In my last blog post, I had indicated that I would use this month’s post to continue with my exploration into copyright and ownership in relation to digital heritage; however, I will continue that series in the new year. Instead, today I would like to introduce my fellowship project that I will be working on next semester the (very tentatively titled) Stratford-upon-Avon Affects Map.
This project will serve as a pilot for my larger digital dissertation project involving mapping affect, performance, and cultural heritage in Stratford-upon-Avon. At this phase, the focus of the project will be on data regarding emotions, feelings, and affects as described in guidebooks for the town. As Julia Thomas states in her monograph Shakespeare’s Shrine, “the guidebook constructs a community of ‘pilgrims,’ of visitors linked across time and circumstances in their tours of the same buildings, witnessing of the same scenes, and experiencing of the same emotions” (125). This deep map will not only provide information on theatres and cultural heritage sites as affective spaces, but how the different places that act as sites of performance in a town such as Stratford-upon-Avon can operate as a collective space of memory.

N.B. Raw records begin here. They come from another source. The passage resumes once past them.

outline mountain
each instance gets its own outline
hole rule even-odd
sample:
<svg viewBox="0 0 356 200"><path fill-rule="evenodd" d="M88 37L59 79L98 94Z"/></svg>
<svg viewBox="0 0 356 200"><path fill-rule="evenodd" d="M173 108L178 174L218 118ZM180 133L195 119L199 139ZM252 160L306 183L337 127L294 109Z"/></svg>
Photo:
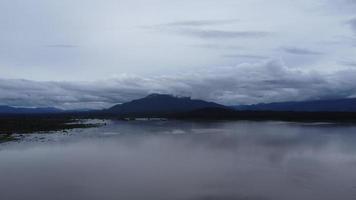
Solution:
<svg viewBox="0 0 356 200"><path fill-rule="evenodd" d="M176 97L168 94L151 94L142 99L113 106L106 112L119 115L161 115L189 112L202 108L227 108L223 105L195 100L190 97Z"/></svg>
<svg viewBox="0 0 356 200"><path fill-rule="evenodd" d="M356 98L233 106L240 111L356 112Z"/></svg>
<svg viewBox="0 0 356 200"><path fill-rule="evenodd" d="M22 108L11 106L0 106L0 114L46 114L46 113L59 113L62 110L52 107L46 108Z"/></svg>

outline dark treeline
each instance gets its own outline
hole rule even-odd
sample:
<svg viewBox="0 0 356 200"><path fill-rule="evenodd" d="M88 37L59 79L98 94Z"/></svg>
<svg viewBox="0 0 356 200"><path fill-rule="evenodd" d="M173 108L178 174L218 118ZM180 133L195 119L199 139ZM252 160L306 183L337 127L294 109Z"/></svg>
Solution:
<svg viewBox="0 0 356 200"><path fill-rule="evenodd" d="M81 122L81 119L93 117L94 115L89 113L0 115L0 134L25 134L93 127L96 124Z"/></svg>

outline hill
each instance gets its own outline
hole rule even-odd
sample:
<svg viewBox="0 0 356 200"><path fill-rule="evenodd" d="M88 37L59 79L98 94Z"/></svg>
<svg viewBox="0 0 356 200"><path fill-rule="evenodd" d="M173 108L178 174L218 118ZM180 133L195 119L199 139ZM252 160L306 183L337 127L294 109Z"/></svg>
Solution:
<svg viewBox="0 0 356 200"><path fill-rule="evenodd" d="M62 110L52 107L46 108L22 108L11 106L0 106L0 114L50 114L60 113Z"/></svg>
<svg viewBox="0 0 356 200"><path fill-rule="evenodd" d="M163 115L171 113L182 113L203 108L227 108L226 106L195 100L190 97L176 97L168 94L151 94L142 99L115 105L106 110L108 113L118 115Z"/></svg>

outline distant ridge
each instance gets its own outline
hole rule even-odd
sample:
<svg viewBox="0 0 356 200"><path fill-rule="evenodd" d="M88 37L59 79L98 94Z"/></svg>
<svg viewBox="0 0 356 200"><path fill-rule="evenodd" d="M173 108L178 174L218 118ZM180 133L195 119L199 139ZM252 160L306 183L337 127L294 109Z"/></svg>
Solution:
<svg viewBox="0 0 356 200"><path fill-rule="evenodd" d="M150 94L142 99L115 105L106 110L118 115L157 115L189 112L203 108L227 108L226 106L195 100L190 97L176 97L169 94Z"/></svg>
<svg viewBox="0 0 356 200"><path fill-rule="evenodd" d="M239 111L356 112L356 98L233 106Z"/></svg>
<svg viewBox="0 0 356 200"><path fill-rule="evenodd" d="M11 106L1 106L0 105L0 114L50 114L50 113L60 113L63 110L53 108L53 107L44 107L44 108L20 108L20 107L11 107Z"/></svg>

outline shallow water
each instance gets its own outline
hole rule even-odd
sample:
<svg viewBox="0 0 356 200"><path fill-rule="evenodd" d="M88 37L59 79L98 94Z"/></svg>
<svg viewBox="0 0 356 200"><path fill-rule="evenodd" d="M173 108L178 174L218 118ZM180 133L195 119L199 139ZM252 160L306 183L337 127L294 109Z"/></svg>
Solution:
<svg viewBox="0 0 356 200"><path fill-rule="evenodd" d="M355 200L356 125L110 122L0 144L1 200Z"/></svg>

By the end of the fellowship, this project will consist of a website containing an interactive, multimedia map. The map will primarily focus on properties and monuments related to Shakespeare, and each point will include information regarding the expected affect to be produced based on how it is described in guidebooks for the city. There will be an “About” page that provides contextual information about Stratford-upon-Avon, spatial practice, and affect theory and a description of how it connects to my dissertation project. Additionally, there will be a page titled “Future of the Project” outlining next steps. This website will be accessible to the general public. Users will be able to click specific points on the map that are tied to important buildings, monuments, and other cultural heritage sites in Stratford-upon-Avon. This will pull up information regarding how visitors are instructed to interact with and react to the sites based on guidebooks.

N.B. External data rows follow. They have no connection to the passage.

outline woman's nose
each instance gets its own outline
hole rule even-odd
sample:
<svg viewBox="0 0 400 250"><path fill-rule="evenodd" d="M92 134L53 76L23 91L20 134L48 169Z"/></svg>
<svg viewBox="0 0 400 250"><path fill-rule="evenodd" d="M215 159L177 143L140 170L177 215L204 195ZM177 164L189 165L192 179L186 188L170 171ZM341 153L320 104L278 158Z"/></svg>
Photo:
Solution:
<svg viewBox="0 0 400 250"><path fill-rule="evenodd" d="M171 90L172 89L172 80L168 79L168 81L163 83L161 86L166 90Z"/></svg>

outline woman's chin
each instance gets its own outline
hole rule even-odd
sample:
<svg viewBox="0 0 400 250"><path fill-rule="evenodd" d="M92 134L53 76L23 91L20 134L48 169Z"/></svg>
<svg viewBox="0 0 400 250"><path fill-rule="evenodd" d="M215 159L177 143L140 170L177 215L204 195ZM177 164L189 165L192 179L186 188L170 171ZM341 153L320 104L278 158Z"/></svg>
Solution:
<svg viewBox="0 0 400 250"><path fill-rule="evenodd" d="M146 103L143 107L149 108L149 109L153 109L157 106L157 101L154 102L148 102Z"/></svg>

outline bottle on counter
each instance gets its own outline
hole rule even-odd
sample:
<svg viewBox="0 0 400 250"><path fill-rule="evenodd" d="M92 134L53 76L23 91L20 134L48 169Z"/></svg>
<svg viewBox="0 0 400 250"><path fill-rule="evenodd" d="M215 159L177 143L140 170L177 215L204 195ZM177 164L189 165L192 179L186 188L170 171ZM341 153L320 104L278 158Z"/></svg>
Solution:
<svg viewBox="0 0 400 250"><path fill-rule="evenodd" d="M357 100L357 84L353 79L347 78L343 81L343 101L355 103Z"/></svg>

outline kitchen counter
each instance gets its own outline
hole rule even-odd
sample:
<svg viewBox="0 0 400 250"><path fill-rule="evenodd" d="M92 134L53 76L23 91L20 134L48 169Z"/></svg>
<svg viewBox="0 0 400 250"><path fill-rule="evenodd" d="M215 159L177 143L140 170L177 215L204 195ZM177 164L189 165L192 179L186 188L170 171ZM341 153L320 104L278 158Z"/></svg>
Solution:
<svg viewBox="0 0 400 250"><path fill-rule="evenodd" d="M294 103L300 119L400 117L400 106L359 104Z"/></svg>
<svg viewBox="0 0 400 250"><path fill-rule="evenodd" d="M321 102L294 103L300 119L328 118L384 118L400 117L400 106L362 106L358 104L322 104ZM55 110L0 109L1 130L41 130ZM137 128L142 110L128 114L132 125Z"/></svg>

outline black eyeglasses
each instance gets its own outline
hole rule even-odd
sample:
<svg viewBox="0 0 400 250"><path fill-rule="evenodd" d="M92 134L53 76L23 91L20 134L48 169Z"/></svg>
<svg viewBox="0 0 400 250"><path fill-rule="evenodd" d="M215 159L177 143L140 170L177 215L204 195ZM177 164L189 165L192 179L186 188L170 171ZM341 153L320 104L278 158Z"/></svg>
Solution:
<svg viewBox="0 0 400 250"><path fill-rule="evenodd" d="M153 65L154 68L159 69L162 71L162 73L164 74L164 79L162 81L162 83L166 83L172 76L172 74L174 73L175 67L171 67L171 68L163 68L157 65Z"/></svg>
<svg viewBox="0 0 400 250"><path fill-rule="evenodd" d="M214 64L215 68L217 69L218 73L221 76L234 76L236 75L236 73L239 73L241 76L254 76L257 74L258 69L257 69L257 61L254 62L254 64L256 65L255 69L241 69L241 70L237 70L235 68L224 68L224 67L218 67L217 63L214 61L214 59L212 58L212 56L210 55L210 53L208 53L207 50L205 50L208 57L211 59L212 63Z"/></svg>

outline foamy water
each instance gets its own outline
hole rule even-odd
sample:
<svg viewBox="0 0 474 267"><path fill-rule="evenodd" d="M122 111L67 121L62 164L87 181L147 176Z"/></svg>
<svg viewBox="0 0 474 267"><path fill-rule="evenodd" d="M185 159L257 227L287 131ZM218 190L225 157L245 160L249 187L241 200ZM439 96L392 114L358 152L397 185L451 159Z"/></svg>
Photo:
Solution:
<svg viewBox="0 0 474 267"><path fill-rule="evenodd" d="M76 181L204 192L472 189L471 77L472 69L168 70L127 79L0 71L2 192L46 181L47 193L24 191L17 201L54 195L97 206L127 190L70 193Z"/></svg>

While the primary audience of my project will most likely be other Shakespeare scholars, I am hopeful that this project will speak to a wider global audience. Many people have feelings–whether good or bad–about Shakespeare, and I aim for this project to begin to dissect how Stratford-upon-Avon has been a kind of pilgrimage site used to reinforce bardolatry since the Victorian period. At this stage of the project, it seems unrealistic to expect any sort of audience contribution, but eventually I am interested in coding Stratford-upon-Avon’s various monuments through visitors’ affective responses to these sites.
I’m tentatively planning to build the project in Leaflet, since that is what we used for the last rapid development project of the semester. However, I’m sure the technical side of things will continue to evolve as I attempt to put my idea into practice. I’m looking forward to updating the CHI community on how the project develops over the coming months.
Thomas, Julia. Shakespeare’s Shrine: The Bard’s Birthplace and the Invention of Stratford-upon-Avon. Penn, University of Pennsylvania Press, 2012.